La primera cuestión que debe plantearse es si es lógico desarrollar un sistema tan complejo como el de las patentes para cuidar la obtención de compensaciones, que siendo importantes, implica a tan pocos. Podría argumentarse sobre el interés económico de lo protegido y su incidencia en la sociedad. Nosotros creemos que debe ser considerado con atención el método desde la posibilidad de un sistema que permite el progreso tecnológico. El progreso industrial de un país, y su mantenimiento, está muy relacionado con su sistema de patentes.

En los últimos años la investigación y desarrollo se encuentran muy intensamente relacionados, apareciendo este último como una consecuencia de la primera.

Un índice del desarrollo de un país es también su sistema de patentes. Puede plantearse qué fue primero: si el desarrollo o la patente. Lo que está fuera de todas dudas es que están muy interrelacionados.

Es el momento de considerar la investigación como un índice del desarrollo de los pueblos. El I+D son siglas que se han introducido en nuestros vocabularios y
hoy son coloquiales.

“Investigación,
patentes, desarrollo
son tres palabras
que van unidas,
íntimamente
entrelazadas. No es
posible prescindir de
alguna de ellas”

Una pregunta que puede plantearse es si puede haber I+D sin patentes. En el mundo de la farmacia esto no es posible. Queda ahora donde colocar la P de patentes. Nuestra propuesta es I+P+D. Investigación, patentes, desarrollo son tres palabras que van unidas, íntimamente entrelazadas. No es posible prescindir de alguna de ellas, en nuestra opinión, sin que las dos palabras que quedan tengan sentido.

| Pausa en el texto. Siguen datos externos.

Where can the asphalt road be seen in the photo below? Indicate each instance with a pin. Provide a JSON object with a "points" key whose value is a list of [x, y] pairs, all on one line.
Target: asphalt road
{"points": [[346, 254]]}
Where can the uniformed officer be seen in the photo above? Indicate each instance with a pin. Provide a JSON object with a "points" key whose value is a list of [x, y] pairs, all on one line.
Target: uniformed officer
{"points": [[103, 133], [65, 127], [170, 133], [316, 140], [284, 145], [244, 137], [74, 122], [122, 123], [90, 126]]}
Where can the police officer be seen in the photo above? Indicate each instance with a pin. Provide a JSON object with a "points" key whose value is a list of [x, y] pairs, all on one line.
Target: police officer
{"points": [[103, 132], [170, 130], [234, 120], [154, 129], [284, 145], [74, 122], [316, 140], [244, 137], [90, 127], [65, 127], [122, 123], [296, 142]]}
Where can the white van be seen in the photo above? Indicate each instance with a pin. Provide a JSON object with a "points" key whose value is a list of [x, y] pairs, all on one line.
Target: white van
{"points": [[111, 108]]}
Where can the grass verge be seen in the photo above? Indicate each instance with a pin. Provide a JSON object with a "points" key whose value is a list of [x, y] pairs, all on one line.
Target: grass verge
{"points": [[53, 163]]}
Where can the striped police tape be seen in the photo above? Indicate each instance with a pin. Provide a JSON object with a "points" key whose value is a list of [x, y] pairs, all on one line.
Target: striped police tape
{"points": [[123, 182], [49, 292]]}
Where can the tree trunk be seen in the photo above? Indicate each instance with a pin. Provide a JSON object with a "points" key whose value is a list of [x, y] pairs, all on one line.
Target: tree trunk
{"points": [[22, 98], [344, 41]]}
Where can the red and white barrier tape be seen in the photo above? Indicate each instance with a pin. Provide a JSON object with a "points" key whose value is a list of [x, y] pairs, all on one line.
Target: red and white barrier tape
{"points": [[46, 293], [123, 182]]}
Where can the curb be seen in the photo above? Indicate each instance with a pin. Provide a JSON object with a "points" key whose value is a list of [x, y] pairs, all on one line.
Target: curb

Así, investigación-Patentes parece que es quedarse a mitad de camino. En la publicación. Es el patentar quedando a la espera de que alguien considere el invento, que se reconozca la utilidad industrial. Tiene un sonido de melodía incompleta.

Patentes y desarrollo tampoco tiene sentido. Sería una situación desafortunada, de copia o algo similar, al faltar la investigación no se entiende que se desea o se puede patentar.

Investigación y desarrollo, pese a lo común de la expresión, supone la falta de reconocimiento de la protección. Puede estar bien para actividades publicitarias, por ejemplo, que tienen una vida muy limitada en el tiempo. Pero no es posible cuando se considera un esfuerzo importante como el que se debe poner en el descubrimiento de un medicamento. Además debe considerarse que la falta de la patente va a suponer el secreto sobre lo investigado que ahora se desarrolla y en consecuencia la no divulgación de conocimiento.

De otra parte enunciado de la forma tradicional I+D, da la impresión de que se investiga para la sociedad en general. Situación altruista, de mérito, pero poco viable en la actualidad en que son precisos recursos importantes para la investigación experimental.
El I+D clásico nos aparece incompleto y en nuestra opinión debe incluirse la P de patentes para que tenga completo sentido, tanto la investigación, como el desarrollo.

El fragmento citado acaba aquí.